What we’re reading (11/10)
“Investing In AI: The View From One Big Investor” (Wall Street Journal). “[Laela] Sturdy [of CapitalG:] AI companies are growing almost five times faster than the software companies that came before them, which is good and bad. It’s good because it demonstrates the market pull. You can really understand the customer value that’s being provided. But things like differentiation and moats [that is, whether a company has a durable, competitive advantage] are a lot more challenging to assess.”
“State Street Buys Private-Sector Inflation Data Provider” (American Banker). “On Monday, State Street Corporation announced that it has acquired PriceStats, a for-profit gatherer of daily inflation statistics. The Boston-based holding company of State Street Bank and Trust Company did not disclose the price of the acquisition. State Street had already been exclusively partnering with PriceStats since 2011, providing the custody bank's clients with proprietary data on the prices of goods and services. But acquiring the Cambridge, Massachusetts-based company outright, State Street said, will allow its research to go further.”
“Why The Buzziest IPO In History May Never Happen” (CNN Business). “ It’s a tad early for 2026 predictions, but given how the past few weeks have gone for OpenAI, I’ll offer one of my own: OpenAI isn’t going public. Not in 2026, anyway. Maybe not ever.”
“Trump Tariff Trouble” (Paul Krugman). “…the prize for doublethink surely went to Trump’s pitiful Solicitor General, John Sauer. With the Justices suggesting that Trump’s tariffs infringe on Congress’s unique right to set tax rates, Sauer declared that ‘they are not revenue-raising tariffs’. That’s essentially an impossible position to argue[.]”
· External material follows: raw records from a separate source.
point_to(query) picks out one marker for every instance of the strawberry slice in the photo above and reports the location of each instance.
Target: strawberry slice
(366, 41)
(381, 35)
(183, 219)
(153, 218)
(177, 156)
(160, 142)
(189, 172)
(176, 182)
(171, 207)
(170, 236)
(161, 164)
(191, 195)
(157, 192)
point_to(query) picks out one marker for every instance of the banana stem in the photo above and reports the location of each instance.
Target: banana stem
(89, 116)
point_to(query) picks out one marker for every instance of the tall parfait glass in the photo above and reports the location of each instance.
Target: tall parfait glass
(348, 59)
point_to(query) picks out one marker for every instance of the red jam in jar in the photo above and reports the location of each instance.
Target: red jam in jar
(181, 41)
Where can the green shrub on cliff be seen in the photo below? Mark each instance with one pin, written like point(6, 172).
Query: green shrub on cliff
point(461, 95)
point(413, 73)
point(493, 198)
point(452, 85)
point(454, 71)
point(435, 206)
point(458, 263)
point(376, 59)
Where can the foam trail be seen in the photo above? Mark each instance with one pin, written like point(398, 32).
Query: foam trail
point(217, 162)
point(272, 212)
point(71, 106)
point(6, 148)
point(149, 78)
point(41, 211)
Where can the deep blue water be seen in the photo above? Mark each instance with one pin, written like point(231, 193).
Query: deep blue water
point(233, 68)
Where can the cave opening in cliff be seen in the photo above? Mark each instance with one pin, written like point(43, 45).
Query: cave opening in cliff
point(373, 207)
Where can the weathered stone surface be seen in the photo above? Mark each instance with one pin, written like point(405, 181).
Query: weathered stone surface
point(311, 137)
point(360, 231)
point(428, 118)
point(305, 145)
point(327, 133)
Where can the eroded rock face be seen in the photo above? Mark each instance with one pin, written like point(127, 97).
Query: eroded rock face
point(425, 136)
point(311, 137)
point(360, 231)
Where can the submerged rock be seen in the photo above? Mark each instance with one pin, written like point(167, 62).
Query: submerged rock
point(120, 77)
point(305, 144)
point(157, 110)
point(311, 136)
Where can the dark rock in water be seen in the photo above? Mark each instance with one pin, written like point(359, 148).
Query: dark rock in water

“Paramount Skydance Expects Another $1B In Merger Savings As David Ellison Resets Spending” (CNBC). “Paramount Skydance said on Monday it expects $1 billion more in merger savings than it previously forecast as it outlines CEO David Ellison’s ambitions for the company. The update came in Paramount’s third-quarter earnings report — the company’s first since its merger closed in early August. Ellison has been investing heavily in streaming and content, including live sports rights, and paying for it in part with cuts to other parts of the business. Paramount on Monday announced a new round of layoffs, affecting roughly 1,600 employees, tied to divestitures of assets in Argentina and Chile. Those cuts come weeks after Paramount began the process to lay off approximately 1,000 employees.”